Problem #138
Tags:
data-compression
binary
strings
popular-algorithm
classical
c-1
c-0
Supposing you already read the story about Shannon-Fano Coding (and even probably solved the exercise) let us now learn the sequel of it.
One of the authors of that algorithm, Robert Shannon proposed the problem about searching for optimal variable-length code to his student David Huffman who at last came upon brilliant idea - to build the code-tree in "reverse" order - i.e. not by splitting the array (as in case of Shannon-Fano variant) but by joining elements into nodes.
Though the algorithm (as any based on character frequency) is not universally suitable, it is anyway often used.
For example while browsing internet you see a lot of images in either JPEG
or PNG
format. Both of these formats
use Huffman at some stage of processing.
Let us start with the example. Given the sample text DAVIDAHUFFMAN
let us at first count the usage of letters and
sort them for convenience according to counts:
char count
A 3
D 2
F 2
H 1
I 1
M 1
N 1
U 1
V 1
Now let us at each step take two entries with the smallest counts and join them into a new element - supposing it to be a tree node, so that one entry goes to the right hand and another to the left.
At first we will join U
and V
. Total count for new node would be 1+1=2
so we reinsert the node into the array:
A=3 D=2 F=2 (U,V)=2 H=1 I=1 M=1 N=1
Two more steps and we join M
with N
and H
with I
:
A=3 D=2 F=2 (U,V)=2 (M,N)=2 (H,I)=2
The following step requires us to join pairs of letters M,N
with H,I
- their total count will be 4
:
((M,N),(H,I))=4 A=3 D=2 F=2 (U,V)=2
Then we couple the single letter F
with the pair U,V
:
((M,N),(H,I))=4 (F,(U,V))=4 A=3 D=2
The following steps are similar - we join rightmost nodes and insert them again according to their total count:
(A,D)=5 ((M,N),(H,I))=4 (F,(U,V))=4 - A and D
(((M,N),(H,I)),(F,(U,V)))=8 (A,D)=5 - quadruple M-N-H-I with triple F-U-V
((((M,N),(H,I)),(F,(U,V))),(A,D))=13 - the whole tree is built
You probably noticed that when we join the two rightmost nodes we still preserv their order so that most frequent goes to the left branch and least frequent to the right.

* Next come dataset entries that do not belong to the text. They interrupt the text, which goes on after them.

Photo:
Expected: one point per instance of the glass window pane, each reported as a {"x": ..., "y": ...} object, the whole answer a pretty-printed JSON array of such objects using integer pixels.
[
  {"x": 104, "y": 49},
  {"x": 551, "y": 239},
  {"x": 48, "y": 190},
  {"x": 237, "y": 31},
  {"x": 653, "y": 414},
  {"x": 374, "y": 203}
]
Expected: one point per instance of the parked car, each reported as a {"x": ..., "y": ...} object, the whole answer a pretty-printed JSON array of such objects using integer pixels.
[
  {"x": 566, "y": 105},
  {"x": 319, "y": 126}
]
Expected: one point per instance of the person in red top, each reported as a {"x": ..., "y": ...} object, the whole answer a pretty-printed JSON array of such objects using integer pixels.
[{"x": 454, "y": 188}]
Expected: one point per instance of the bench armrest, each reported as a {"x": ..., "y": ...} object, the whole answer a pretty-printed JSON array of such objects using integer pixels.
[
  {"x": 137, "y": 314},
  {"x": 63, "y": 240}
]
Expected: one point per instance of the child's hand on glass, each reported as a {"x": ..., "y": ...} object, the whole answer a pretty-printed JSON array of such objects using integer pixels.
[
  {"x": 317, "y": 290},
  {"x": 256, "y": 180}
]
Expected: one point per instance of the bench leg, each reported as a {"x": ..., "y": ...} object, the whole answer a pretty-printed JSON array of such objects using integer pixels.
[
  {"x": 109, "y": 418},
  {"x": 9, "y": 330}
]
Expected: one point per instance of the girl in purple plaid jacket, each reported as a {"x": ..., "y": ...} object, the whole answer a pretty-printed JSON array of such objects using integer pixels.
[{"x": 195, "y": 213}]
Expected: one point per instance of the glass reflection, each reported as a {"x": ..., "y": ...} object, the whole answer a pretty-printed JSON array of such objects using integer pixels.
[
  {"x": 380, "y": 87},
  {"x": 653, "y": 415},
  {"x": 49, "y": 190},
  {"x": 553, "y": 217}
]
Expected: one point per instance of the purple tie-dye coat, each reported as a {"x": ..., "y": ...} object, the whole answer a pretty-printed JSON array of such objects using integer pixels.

Our resulting record resembles one used in Tree Builder exercise, so let us plot the tree:
|
+---------+--------+
| |
+--------+-------+ +---+---+
| | | |
+-----+-----+ +---+---+ A D
| | | |
+---+---+ +---+---+ F +---+---+
| | | | | |
M N H I U V
As earlier, bit-sequence for each letter is defined by the way from the root of the tree. For example, let us now use
1
for left branches and 0
for right ones:
char code
A 01
D 00
F 101
M 1111
N 1110
H 1101
I 1100
U 1001
V 1000
The total message length will be 40
bits for 13
characters, i.e. about 3
bits per character. To calculate this
we simply write down the letters, length of their codes and counts:
char count length
A 3 2
D 2 2
F 2 3
H 1 4
I 1 4
M 1 4
N 1 4
U 1 4
V 1 4
then multiply counts by lengths and at last summarize them all:
3*2 + 2*2 + 2*3 + 1*4 + 1*4 + 1*4 + 1*4 + 1*4 + 1*4 = 40
It was proved by Huffman that the code constructed by this algorithm is optimal - i.e. no any code using whole amount of bits for each character allow to compress text into smaller resulting bit-string if it relies only upon the frequencies of the characters.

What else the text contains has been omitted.